Entity Resolution Explained

Entity Resolution Explained

 

alert-icon-red-11.png

 

ATTENTION:

This page has been migrated to the Tazama GitHub repository and is now located at:

https://github.com/frmscoe/docs/blob/dev/Knowledge-Articles/Entity-Resolution/Entity-Resolution-Explained.md

This page will no longer be maintained in Confluence.

alert-icon-red-11.png

 

ATTENTION:

This page has been migrated to the Tazama GitHub repository and is now located at:

https://github.com/frmscoe/docs/blob/dev/Knowledge-Articles/Entity-Resolution/Entity-Resolution-Explained.md

This page will no longer be maintained in Confluence.

 

What is it?

Entity resolution is a process of data disambiguation, which is a fancy way of saying that we want to identify a unique entity out of the sum of available data. To understand entity resolution, we must first define what we mean by an “entity”.

Entity

An entity is a thing that exists in the real world or language (i.e. a noun). An entity can be loosely defined by a grouping of related data that collectively defines or describes an object (a thing). In a database, an entity may comprise a whole table, and is similar to the “entity” in “Entity Relationship Diagram”. An entity may also be described by other things that may themselves be entities (i.e. a person may be associated with a device, or an account, or an address).

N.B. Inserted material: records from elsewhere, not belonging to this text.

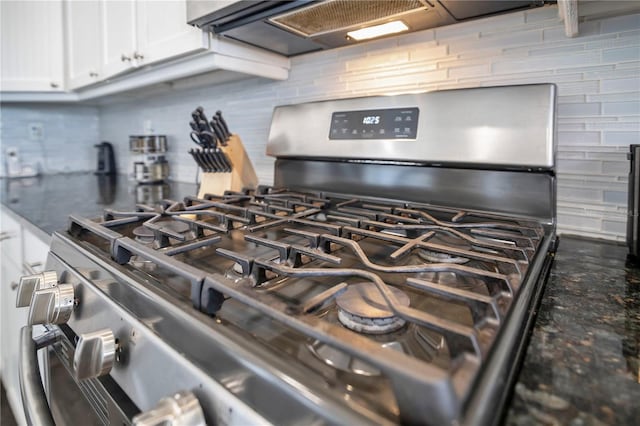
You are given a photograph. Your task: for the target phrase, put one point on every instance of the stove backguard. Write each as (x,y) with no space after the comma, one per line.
(489,148)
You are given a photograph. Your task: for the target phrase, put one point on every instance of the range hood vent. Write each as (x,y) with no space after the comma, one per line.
(329,16)
(300,26)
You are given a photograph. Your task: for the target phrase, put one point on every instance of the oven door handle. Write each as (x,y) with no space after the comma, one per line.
(34,399)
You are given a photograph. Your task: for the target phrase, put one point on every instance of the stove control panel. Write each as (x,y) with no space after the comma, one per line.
(394,123)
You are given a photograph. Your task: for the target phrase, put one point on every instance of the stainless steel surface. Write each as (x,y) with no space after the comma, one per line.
(30,283)
(51,305)
(180,409)
(477,126)
(95,354)
(34,399)
(358,291)
(160,333)
(302,26)
(633,201)
(510,192)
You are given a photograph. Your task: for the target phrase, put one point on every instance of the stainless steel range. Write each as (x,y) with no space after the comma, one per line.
(389,276)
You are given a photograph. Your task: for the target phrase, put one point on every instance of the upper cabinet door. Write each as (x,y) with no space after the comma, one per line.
(84,42)
(31,45)
(118,36)
(163,31)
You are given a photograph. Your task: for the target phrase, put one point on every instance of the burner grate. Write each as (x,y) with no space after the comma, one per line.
(283,238)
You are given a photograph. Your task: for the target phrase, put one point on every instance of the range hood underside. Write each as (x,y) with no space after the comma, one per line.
(317,25)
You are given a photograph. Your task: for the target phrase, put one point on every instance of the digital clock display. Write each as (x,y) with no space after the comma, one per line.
(394,123)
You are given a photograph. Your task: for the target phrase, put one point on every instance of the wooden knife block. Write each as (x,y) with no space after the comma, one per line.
(242,174)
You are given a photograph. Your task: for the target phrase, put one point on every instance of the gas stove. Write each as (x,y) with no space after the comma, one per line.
(389,276)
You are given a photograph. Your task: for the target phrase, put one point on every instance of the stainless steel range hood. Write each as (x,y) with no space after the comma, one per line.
(301,26)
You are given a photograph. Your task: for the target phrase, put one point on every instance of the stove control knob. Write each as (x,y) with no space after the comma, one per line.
(30,283)
(95,354)
(51,305)
(181,409)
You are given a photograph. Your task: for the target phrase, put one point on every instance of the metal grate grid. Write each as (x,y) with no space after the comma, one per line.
(338,14)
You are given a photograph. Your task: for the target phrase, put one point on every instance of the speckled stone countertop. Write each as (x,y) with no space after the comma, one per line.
(47,201)
(582,365)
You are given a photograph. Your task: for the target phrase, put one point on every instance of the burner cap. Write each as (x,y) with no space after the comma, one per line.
(143,232)
(143,235)
(363,309)
(439,257)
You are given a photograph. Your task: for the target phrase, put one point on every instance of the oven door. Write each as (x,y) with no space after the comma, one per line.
(51,393)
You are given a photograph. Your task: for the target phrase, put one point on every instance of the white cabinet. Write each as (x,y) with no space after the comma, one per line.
(19,250)
(118,36)
(31,45)
(109,37)
(163,31)
(83,42)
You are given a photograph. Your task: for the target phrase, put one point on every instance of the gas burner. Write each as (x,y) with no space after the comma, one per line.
(439,257)
(362,308)
(143,235)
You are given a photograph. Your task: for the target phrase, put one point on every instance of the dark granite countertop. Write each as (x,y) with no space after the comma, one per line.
(47,201)
(582,365)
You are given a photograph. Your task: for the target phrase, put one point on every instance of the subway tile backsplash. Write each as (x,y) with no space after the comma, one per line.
(66,145)
(597,74)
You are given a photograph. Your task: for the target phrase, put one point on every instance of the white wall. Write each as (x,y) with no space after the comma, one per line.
(69,133)
(597,73)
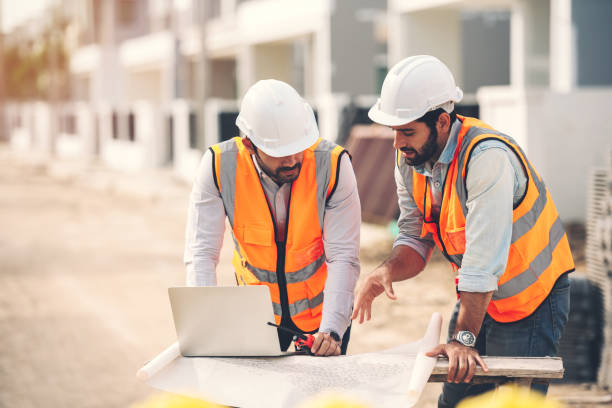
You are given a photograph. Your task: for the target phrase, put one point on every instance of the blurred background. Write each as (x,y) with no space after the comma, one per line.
(106,107)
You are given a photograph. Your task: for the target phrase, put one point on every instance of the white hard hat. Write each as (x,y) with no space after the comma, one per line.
(276,119)
(413,87)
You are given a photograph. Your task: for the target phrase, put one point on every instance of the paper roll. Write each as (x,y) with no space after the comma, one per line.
(423,365)
(159,362)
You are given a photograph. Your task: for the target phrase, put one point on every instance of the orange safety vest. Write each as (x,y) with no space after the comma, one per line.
(539,251)
(294,270)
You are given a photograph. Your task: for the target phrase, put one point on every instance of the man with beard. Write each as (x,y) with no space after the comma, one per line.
(291,201)
(470,190)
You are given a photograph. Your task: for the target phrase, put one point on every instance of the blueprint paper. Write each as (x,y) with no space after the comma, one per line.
(380,379)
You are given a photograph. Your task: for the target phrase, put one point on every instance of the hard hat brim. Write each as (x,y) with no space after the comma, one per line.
(386,119)
(293,148)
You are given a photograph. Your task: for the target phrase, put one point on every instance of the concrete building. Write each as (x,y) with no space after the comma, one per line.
(539,70)
(185,64)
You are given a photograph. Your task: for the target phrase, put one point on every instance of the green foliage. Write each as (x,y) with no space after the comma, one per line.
(37,68)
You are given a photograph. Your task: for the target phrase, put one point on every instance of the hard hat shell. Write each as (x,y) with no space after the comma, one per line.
(276,119)
(413,87)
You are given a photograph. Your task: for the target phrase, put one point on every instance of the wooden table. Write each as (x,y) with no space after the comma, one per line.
(521,370)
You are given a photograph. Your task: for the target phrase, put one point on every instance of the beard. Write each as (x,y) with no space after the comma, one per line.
(426,152)
(281,175)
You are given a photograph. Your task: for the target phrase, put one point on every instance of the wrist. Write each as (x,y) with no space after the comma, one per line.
(465,338)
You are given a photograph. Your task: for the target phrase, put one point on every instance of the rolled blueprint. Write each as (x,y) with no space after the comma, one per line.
(159,362)
(382,379)
(423,365)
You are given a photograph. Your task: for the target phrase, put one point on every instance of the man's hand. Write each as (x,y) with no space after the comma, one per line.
(462,361)
(324,345)
(376,283)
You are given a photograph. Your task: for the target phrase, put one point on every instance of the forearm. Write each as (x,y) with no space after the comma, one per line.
(403,263)
(205,228)
(472,308)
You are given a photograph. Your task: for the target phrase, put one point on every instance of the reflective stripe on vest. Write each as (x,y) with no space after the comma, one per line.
(299,282)
(539,252)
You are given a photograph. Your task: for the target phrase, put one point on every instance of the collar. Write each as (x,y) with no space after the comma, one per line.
(447,154)
(262,174)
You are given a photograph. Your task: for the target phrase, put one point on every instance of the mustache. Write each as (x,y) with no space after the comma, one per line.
(297,166)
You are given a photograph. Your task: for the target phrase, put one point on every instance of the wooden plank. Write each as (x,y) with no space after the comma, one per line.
(541,368)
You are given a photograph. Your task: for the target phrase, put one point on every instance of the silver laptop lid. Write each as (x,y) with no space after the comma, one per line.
(224,321)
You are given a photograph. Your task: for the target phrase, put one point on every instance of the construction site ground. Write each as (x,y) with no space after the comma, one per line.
(86,257)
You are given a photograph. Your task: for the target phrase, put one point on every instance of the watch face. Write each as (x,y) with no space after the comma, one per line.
(466,338)
(335,336)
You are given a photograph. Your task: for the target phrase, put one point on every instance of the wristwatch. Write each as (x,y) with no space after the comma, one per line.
(334,336)
(467,338)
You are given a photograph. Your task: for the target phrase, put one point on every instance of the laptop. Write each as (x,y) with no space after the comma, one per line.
(224,321)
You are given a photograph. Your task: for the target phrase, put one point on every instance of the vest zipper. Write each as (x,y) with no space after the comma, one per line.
(444,252)
(281,279)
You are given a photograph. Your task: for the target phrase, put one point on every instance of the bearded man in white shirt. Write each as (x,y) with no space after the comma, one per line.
(291,200)
(471,191)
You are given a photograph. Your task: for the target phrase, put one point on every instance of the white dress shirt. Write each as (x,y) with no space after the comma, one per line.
(341,227)
(495,182)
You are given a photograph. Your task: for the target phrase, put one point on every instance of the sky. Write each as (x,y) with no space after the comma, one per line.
(16,11)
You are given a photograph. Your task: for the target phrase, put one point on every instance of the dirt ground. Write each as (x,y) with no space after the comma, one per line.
(86,257)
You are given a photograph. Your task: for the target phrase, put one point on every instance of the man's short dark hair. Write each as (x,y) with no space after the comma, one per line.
(431,117)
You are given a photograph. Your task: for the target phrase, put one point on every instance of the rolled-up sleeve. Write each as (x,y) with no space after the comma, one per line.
(341,229)
(488,229)
(410,222)
(205,227)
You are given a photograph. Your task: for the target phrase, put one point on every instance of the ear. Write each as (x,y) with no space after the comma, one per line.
(248,145)
(443,123)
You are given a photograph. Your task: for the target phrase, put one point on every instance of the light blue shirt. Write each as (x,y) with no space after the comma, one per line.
(495,183)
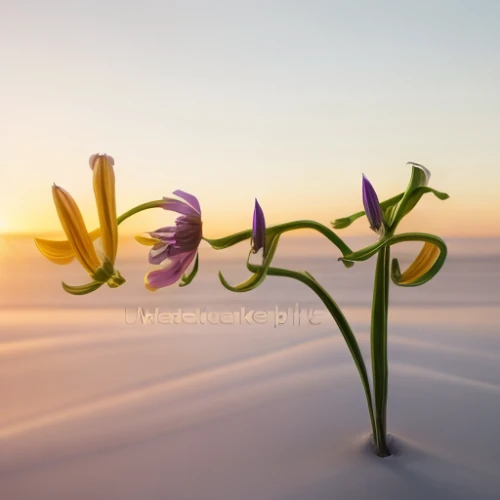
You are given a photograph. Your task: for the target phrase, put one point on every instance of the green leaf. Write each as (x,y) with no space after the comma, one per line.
(82,289)
(185,280)
(414,191)
(370,251)
(258,277)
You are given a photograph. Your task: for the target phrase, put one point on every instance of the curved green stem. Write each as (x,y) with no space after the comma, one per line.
(140,208)
(378,343)
(227,241)
(342,323)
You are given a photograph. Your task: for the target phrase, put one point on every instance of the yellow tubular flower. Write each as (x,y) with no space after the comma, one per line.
(76,232)
(421,265)
(61,252)
(104,190)
(80,243)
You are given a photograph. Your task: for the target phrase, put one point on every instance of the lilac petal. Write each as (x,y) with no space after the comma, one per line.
(179,206)
(166,234)
(372,206)
(158,253)
(191,199)
(258,228)
(171,273)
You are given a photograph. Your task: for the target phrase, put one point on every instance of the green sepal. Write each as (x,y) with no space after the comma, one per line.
(82,289)
(185,280)
(257,277)
(371,250)
(116,279)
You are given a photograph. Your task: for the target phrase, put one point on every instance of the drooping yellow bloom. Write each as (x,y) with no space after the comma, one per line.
(421,265)
(80,244)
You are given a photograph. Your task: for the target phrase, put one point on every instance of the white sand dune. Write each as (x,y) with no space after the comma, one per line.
(95,408)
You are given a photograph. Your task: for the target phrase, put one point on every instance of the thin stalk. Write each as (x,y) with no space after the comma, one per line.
(139,208)
(342,323)
(220,243)
(379,348)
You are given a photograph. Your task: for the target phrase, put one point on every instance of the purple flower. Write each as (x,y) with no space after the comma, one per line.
(174,247)
(258,229)
(372,206)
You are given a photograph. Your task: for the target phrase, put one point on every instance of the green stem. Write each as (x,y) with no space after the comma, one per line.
(342,323)
(379,348)
(220,243)
(140,208)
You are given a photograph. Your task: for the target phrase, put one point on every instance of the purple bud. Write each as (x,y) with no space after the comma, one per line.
(258,229)
(372,205)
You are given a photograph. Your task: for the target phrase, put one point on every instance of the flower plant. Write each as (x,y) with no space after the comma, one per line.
(174,248)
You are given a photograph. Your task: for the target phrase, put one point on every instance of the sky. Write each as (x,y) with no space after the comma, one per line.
(286,101)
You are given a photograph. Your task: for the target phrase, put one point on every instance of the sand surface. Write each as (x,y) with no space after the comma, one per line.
(97,406)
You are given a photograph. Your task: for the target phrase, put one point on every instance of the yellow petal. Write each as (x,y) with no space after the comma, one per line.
(60,251)
(104,190)
(421,265)
(74,227)
(147,240)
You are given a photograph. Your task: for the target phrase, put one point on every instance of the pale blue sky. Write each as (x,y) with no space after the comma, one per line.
(286,101)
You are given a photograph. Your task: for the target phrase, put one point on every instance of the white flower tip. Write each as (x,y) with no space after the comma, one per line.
(426,171)
(94,158)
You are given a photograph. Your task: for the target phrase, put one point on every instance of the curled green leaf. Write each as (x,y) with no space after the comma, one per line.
(257,277)
(426,265)
(82,289)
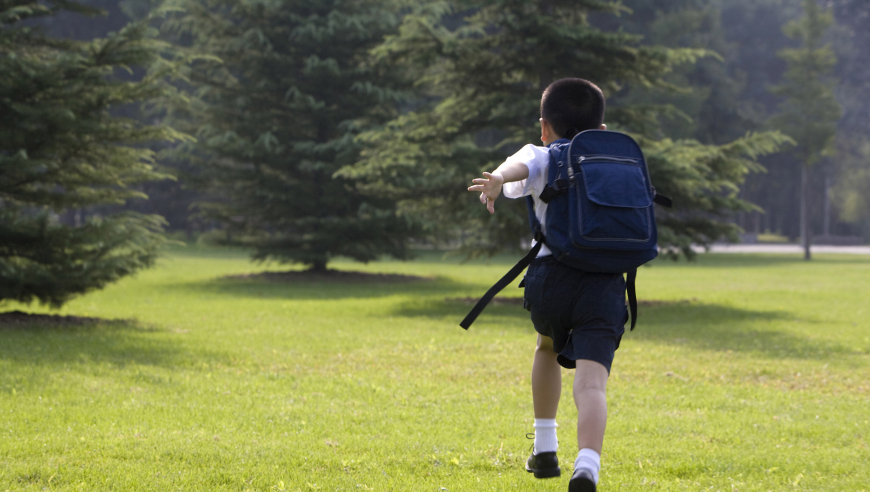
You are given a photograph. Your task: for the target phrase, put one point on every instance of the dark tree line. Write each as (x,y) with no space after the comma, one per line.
(311,130)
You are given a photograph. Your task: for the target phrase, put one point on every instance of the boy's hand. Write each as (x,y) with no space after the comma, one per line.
(489,187)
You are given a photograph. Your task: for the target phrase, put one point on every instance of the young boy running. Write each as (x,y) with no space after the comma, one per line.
(579,316)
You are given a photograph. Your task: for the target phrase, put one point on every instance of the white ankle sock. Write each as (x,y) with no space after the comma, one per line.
(588,459)
(545,436)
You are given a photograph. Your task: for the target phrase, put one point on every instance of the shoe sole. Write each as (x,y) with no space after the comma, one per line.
(581,484)
(556,472)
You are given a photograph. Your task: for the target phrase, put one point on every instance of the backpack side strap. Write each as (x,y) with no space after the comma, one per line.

In an Actio or Mojaloop ecosystem, examples of entities may include:

  • People / Persons / Individuals (customers, users, employees, etc)

  • Businesses / Non-individuals (business customers, vendors, merchants, DFSPs, Mojaloop Operators, Actio Operators, etc)

  • Accounts

  • Devices (personal computers, tablets, mobile phones, etc)

  • Locations

An entity is described by its data. For example, the sum of data that defines a person could be mapped out as follows:

 

(Effective) Resolution

The resolution part of the entity resolution process aims to determine if a new (prospective) entity is the same entity that had been introduced to the ecosystem previously, or if an entity is indeed a brand new entity. Sometimes this process is necessary because there is no explicit identifier for the entity in the system and the system must then calculate the probability that the entity is known and identifiable.

A resolution process evaluates the uniqueness of an entity based on the combination of its attributes. The more information we have available about an entity, the more accurate the result. Conversely, the less we know about an entity, the less accurate the result.

Imagine you’re travelling to a different country on holiday and you make a friend. He hears you’re from India, and he says: “Hey, I knew someone from India once. Do you know Sunita Singh?” And so you start negotiating: Male or female? How old is she? Which part of India is she from? Maybe you eventually manage to narrow it down and discover how small the world really is. But probably not.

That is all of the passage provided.